Step 13: Cleanup the Wood Lamination
- Carefully relieve the pressure from the clamps one by one, remove the outer mold pieces from the assembly.
- Once freed from the outer mold, carefully free the wood laminate from the inner mold.
- Time to prepare the laminate for finishing. Very, very carefully use belt/disc sanders to remove the excess length of laminate from the ear-side legs. Trim to the length appropriate from your CAD model.
- Most edges will have glue that squeezed out during clamping and needs to be removed. You can either use sandpaper with hand (I mostly used 220 grit) to clean up all the edges, or use a powered sander for larger chunks. If you use a powered sander be incredibly careful not to push too hard and sand away parts of the actual piece. I learned the hard way disc sanders disintegrate wood laminate faster than ice melts in a bonfire (need to work on better metaphors).

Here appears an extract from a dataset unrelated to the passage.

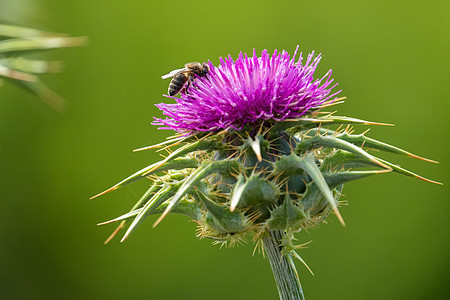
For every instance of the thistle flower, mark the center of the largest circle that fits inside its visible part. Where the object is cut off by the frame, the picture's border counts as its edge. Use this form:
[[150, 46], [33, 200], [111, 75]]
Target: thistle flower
[[249, 90], [256, 157]]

- If you were careful enough while laminating (or got lucky enough), you won't have to sand the the outermost surfaces of the laminate. Since it's a messy process though, chances are there's some glue dried on the outside. Use sandpaper to remove, being careful not to sand through a layer of laminate. If necessary, use finer grit sandpaper to leave the surface nice and purty.

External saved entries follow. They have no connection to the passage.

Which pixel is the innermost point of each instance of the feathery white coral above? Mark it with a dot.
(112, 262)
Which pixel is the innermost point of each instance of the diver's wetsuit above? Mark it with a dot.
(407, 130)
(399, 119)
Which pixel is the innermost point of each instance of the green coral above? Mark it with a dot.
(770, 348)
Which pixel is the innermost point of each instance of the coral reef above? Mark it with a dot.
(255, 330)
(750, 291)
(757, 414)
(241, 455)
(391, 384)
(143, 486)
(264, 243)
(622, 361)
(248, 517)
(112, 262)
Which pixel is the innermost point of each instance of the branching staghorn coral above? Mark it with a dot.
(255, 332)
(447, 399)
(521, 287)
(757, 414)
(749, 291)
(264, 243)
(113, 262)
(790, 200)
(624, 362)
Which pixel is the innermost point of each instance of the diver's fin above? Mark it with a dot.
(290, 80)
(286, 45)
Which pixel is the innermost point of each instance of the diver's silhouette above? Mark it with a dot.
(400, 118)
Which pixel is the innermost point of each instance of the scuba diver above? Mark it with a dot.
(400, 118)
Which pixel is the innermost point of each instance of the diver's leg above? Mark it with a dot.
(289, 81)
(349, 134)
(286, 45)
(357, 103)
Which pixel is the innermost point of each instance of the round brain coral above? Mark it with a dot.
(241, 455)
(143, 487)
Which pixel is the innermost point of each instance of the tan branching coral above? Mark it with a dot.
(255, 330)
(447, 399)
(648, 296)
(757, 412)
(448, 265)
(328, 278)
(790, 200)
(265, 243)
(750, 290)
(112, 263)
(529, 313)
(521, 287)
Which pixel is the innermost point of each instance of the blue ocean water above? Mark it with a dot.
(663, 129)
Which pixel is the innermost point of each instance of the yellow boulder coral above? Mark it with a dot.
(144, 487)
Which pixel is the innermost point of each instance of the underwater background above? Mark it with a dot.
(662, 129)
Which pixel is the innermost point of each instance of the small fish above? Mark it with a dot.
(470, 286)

- Finish up the sandpapering by using a 220-ish grit to uniformly round the edges of the laminate until you're happy.
Step 14: Wood Finishing
After satisfactory sanding, use a tack-free cloth to clean all dust and dirt from surface. Cover the surface you'll use to protect it.
The goal is to create a perfectly smooth thin coat with no bubbles over the entire surface. It will take some practice and technique depends on your brush and finish, so try a practice first.
- Dip foam brush into polyurethane, soaking just front 1/4" of brush (don't want to apply too heavy of a coat, or else it will run and we'll get an uneven surface)
- Be careful to avoid creating bubbles with the polyurethane, they might get transferred to the surface and create ugliness
- Slowly apply polyurethane over entire surface. Be careful not to brush over polyurethane thats set more than 30 seconds: it may have become tacky enough that you'll leave streaks in it.
- Once finished, set on surface as not to ruin the coat, and allow to dry for 2 hours. If done correctly, the surface will be blemish free, and all you need to do is additional coats in the same manner until you're happy with the thickness (for me this was 3 thin coats).
- If you need to fix imperfections in the coating, use > 400 grit wet-dry sandpaper with a little water to smooth them out.
- Dry, clean, and repeat the process.
Step 15: Back to Headphones / Future Work
Additional headphone work
If you want to get the inside scoop on the headphone electronics, 3D printing, etc, check out the main Instructable.
This project's main goal was to evaluate the usefulness of CAD to flexible wood lamination design and fabrication. The next thing I want to explore is linking generative design techniques (code that creates designs according to a set of rules rather than specifying every feature in the design manually) to these types of wood laminations CAD models through CAD systems APIs (APIs are functions you can use to access a program from another program). I'm imagining a large model of wood laminates with many sub-models linked together to form a huge structure, running generative scripts to create structures with repeating micro-forms and emergent macro-forms, and automatically generating all the necessary molds and cut files. I think it sounds better in my head :)